What’s worse is that there is never a point in time until the migration finishes that a new type of data or twist on the existing data usage won’t occur. We’ve seen example such as:
- Permissions models that differ wildly between source and target and have external managed aspects, yes, I’m thinking the difference between a ‘classic’ SharePoint Site Collection and a ‘Modern’ SharePoint Site.
- URLs embedded in fields that reference other items in the source system.
- IDs that are auto generated but system dependent so they don’t match as content is migrated between systems.
So even if you buy in a migration tool you can’t be sure it will cover all your content.
This means that the only place you can test the system is in production. You could clone the system and migrate it but there are big issues with this.
- Not all systems can be easily cloned due to complexity or size.
- The clones system will not have people actively using it so you won’t see issues arising from this.
- Its a copy of production data and as such needs to be thought of for GDPR and other compliance and security issues. Many of our clients do not allow the cloning of production data for non-production use.
This means that technology need a process that can be modified as it goes to account for what is discovered during the migration.
Good some more requirements:
8. Developers need a representative, but not production clone, system to test the migration process on.
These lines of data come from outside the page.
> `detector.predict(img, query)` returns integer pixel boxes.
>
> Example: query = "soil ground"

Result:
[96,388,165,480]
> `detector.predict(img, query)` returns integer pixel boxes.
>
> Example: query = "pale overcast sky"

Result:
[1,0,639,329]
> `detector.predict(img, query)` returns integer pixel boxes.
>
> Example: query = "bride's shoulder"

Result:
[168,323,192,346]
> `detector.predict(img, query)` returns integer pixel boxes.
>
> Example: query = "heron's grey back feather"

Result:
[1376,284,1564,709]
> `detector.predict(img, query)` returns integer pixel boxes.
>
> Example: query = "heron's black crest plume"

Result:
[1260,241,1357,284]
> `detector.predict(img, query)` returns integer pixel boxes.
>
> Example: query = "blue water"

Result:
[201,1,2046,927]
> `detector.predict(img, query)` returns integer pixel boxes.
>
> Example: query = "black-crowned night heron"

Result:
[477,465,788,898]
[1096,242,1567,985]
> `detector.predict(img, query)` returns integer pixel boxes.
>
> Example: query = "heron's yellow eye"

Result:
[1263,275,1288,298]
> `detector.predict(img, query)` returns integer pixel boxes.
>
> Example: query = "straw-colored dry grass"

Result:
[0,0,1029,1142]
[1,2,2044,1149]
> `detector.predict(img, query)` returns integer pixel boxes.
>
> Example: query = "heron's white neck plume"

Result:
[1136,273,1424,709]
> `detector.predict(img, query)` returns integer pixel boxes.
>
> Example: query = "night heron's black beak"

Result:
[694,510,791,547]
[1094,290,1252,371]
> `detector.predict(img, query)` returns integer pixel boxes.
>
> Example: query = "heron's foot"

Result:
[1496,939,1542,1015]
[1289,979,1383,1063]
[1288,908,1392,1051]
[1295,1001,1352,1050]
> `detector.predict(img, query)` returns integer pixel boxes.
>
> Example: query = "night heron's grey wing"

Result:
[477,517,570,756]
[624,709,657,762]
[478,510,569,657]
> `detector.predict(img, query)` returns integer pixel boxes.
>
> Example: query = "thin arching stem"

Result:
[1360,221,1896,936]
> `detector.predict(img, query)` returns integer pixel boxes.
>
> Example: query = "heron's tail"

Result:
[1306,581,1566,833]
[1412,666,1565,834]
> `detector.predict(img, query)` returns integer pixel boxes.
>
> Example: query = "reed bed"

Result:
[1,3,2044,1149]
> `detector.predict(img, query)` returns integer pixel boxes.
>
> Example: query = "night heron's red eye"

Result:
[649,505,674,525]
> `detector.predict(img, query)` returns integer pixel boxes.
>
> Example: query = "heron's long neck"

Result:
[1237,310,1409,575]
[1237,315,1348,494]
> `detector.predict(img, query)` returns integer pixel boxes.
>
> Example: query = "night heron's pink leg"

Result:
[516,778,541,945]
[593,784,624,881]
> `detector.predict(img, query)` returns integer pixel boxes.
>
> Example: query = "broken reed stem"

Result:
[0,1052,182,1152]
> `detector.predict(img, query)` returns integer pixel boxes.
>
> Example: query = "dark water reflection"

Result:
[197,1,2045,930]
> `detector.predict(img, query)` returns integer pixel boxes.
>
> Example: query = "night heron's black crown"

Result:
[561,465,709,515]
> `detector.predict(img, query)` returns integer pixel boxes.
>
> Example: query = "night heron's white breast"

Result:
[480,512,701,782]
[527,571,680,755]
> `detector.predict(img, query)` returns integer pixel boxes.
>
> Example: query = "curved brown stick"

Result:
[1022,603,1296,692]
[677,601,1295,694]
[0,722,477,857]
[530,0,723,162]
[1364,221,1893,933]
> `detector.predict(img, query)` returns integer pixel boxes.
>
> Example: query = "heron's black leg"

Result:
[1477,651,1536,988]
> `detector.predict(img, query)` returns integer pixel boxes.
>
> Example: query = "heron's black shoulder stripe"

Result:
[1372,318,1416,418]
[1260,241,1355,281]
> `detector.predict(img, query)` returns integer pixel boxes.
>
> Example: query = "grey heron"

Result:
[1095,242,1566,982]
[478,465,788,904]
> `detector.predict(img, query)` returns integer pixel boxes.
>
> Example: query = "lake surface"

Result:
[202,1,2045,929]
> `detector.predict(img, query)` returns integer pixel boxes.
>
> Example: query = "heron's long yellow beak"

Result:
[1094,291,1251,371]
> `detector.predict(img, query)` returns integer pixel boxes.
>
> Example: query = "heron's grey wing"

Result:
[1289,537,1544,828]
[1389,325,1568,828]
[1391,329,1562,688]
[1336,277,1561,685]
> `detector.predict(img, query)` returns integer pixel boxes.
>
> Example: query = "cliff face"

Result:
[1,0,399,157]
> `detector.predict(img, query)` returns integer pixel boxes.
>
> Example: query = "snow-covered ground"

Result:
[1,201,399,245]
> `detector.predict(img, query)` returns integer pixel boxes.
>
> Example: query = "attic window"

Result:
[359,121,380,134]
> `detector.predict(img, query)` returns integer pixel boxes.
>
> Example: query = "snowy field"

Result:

9. Developers need to be able to halt the process, in the case of unexpected data, resolve the issue and restart the process.
The Governers
Governance can’t easily determine if the content is consistent
Often forgotten but for critical. They ‘own’ the risk associated with the project. Typically with a title like SRO this is the person responsible for ensuring that the project delivers on time, to budget and achieves its goals, in this case that no content is modified in an unacceptable way, and often that an audit trail of the content migration is available.
The requirement to complete on time means they need to know what ‘on time’ means. We have established this is hard to determine, even roughly in advance so they may choose other metrics:
- Peak storage usage
- Active users
- Rate of change of number of pieces of content
- Total cost to date of consultants
- Total cost to date of service, e.g. Cloud costs
Alternatively they may split the project up into a number of pahases each with a gateway review that needs to show progress, even though the total number of phases may be unknown.
They have their own requirements.
10. Governors need to be able to show that all content has been migrated in an acceptable manner.
11. Governors need to be able to show appropriate project metrics.
TL;CR The most important person is the end user who needs to know, at all times, where their data is, but there other very interested parties.